ACL tear and its managment
This injury is a total disruption of the most important stabilizing ligament in the knee: the anterior cruciate ligament (ACL). The ACL is located centrally within the knee behind the kneecap, making it difficult to specifically localize the injury. The most common mechanism of injury is a knee hyperextension with a twist. This may occur while the knee is momentarily unprotected by the surrounding musculature, especially the hamstrings (muscles in the back of the thigh). The injury typically occurs during cutting and twisting sports such as skiing, basketball, or soccer, and may occur with surprisingly low force.
An x-ray can rule out any fractures. The physical exam is most helpful in determining knee instability, but your physician may wish to order an MRI to evaluate the ACL. MRI scans are a good diagnostic tool for a ruptured ACL.
Typical symptoms may include the dreaded “pop” at the time of initial injury, followed by instability and swelling which appear within the first 24 hours. Pain may be minimal initially if the ACL alone is damaged. Athletes who attempt to return to action may experience a second episode of instability, or a sensation that their knee “pivoted.”
ACL injuries may be prevented by maintaining consistent lower extremity strength. Hamstrings in particular should be focused on to offset the naturally more powerful quadriceps. When possible avoid knee positions that expose the ACL to injury. A slight bent knee position is preferable to a fully extended knee.
Surgery should be performed once full range of motion is obtained; Arthroscopic ACL reconstruction is usually undertaken in young, active patients because the ACL will not heal unless surgically restored. With each episode of instability, more cartilage damage may occur; ligaments can be repaired quite well, but native cartilage cannot be replaced. A brace will also not guarantee prevention of further knee “pivot” injuries. The ACL must be reconstructed with a biological graft that can heal fully by regaining full blood supply. Graft options include: A) Autograft tissue from a patellar tendon graft or a hamstring graft; B) Allograft tissue from the patellar tendon, hamstring, or achilles tendon.
Surgery may not be recommended for older, less active patients who do not participate in cutting and twisting sports. An ACL is typically not needed for easy hiking, walking, swimming, or cycling. In this case, bracing of the knee may be selected as optimal treatment, as long as instability is not present. This patient group should also avoid aggressive sports in the future.
Recovery from Surgery
Once surgery is performed, your surgeon may have you non-weightbearing for a time and in a brace. CPM’s or continuous passive motion devices may sometimes be used. The first week after surgery typically involves ice and elevation. Try to limit how much time you get up when possible.

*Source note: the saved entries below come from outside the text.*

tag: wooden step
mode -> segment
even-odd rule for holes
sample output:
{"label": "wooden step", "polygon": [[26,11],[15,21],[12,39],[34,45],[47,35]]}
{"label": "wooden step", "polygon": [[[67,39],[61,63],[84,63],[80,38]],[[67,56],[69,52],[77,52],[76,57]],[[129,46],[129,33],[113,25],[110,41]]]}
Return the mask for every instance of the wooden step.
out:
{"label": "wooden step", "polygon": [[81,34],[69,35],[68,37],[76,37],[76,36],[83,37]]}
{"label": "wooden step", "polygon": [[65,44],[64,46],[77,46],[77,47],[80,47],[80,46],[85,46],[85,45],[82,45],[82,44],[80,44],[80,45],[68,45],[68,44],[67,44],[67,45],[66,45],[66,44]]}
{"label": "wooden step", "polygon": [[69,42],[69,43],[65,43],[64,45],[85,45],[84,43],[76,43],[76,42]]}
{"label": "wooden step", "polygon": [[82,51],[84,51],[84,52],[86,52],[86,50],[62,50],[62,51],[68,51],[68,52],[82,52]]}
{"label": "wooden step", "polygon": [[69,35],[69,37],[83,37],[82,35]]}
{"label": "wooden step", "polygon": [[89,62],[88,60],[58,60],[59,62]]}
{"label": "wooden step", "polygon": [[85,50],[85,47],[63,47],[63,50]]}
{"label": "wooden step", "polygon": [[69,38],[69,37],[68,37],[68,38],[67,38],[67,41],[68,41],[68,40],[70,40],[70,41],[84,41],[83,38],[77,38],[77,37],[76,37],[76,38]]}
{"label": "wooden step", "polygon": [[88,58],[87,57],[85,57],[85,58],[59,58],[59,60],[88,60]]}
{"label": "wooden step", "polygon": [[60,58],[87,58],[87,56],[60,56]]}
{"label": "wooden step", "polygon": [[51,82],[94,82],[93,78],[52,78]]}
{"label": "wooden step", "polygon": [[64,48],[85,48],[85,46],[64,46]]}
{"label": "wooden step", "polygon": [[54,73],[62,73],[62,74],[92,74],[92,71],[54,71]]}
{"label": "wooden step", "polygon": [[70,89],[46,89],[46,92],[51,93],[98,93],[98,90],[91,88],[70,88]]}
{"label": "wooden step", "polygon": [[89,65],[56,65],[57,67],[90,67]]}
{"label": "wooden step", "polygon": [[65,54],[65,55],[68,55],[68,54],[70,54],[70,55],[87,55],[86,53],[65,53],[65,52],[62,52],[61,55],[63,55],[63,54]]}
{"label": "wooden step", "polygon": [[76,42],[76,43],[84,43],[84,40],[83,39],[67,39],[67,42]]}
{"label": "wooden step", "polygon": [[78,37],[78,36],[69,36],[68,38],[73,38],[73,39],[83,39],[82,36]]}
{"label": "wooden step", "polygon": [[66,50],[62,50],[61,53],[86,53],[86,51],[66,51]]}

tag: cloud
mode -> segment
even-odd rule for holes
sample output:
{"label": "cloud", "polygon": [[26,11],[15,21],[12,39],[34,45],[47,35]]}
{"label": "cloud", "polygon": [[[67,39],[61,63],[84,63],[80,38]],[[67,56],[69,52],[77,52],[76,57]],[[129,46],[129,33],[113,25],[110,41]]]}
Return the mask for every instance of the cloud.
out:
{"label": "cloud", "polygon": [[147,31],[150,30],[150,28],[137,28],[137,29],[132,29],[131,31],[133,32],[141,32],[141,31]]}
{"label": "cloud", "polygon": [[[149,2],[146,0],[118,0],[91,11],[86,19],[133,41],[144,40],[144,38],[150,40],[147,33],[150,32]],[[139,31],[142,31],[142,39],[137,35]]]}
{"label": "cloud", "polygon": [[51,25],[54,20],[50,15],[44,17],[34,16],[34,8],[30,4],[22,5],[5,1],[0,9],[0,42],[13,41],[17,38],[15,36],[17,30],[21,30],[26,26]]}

Physical therapy is generally started about a week after surgery and initially focuses on range of motion. Later phases concentrate on strength and proprioception. Agility drills may be used in preparation for return to sport. This may take from four to six months depending on your doctors protocol. Your doctor may suggest the use of a sports brace for a period of time as you transition to full activity.
Outcomes of Surgery
ACL surgery is very successful at stabilizing the knee. Meniscal damage or chondral injuries (injury to the surface cartilage that lines the bones), may have some long term consequences on what activity you should or shouldn’t pursue. You and your doctor can make that decision together.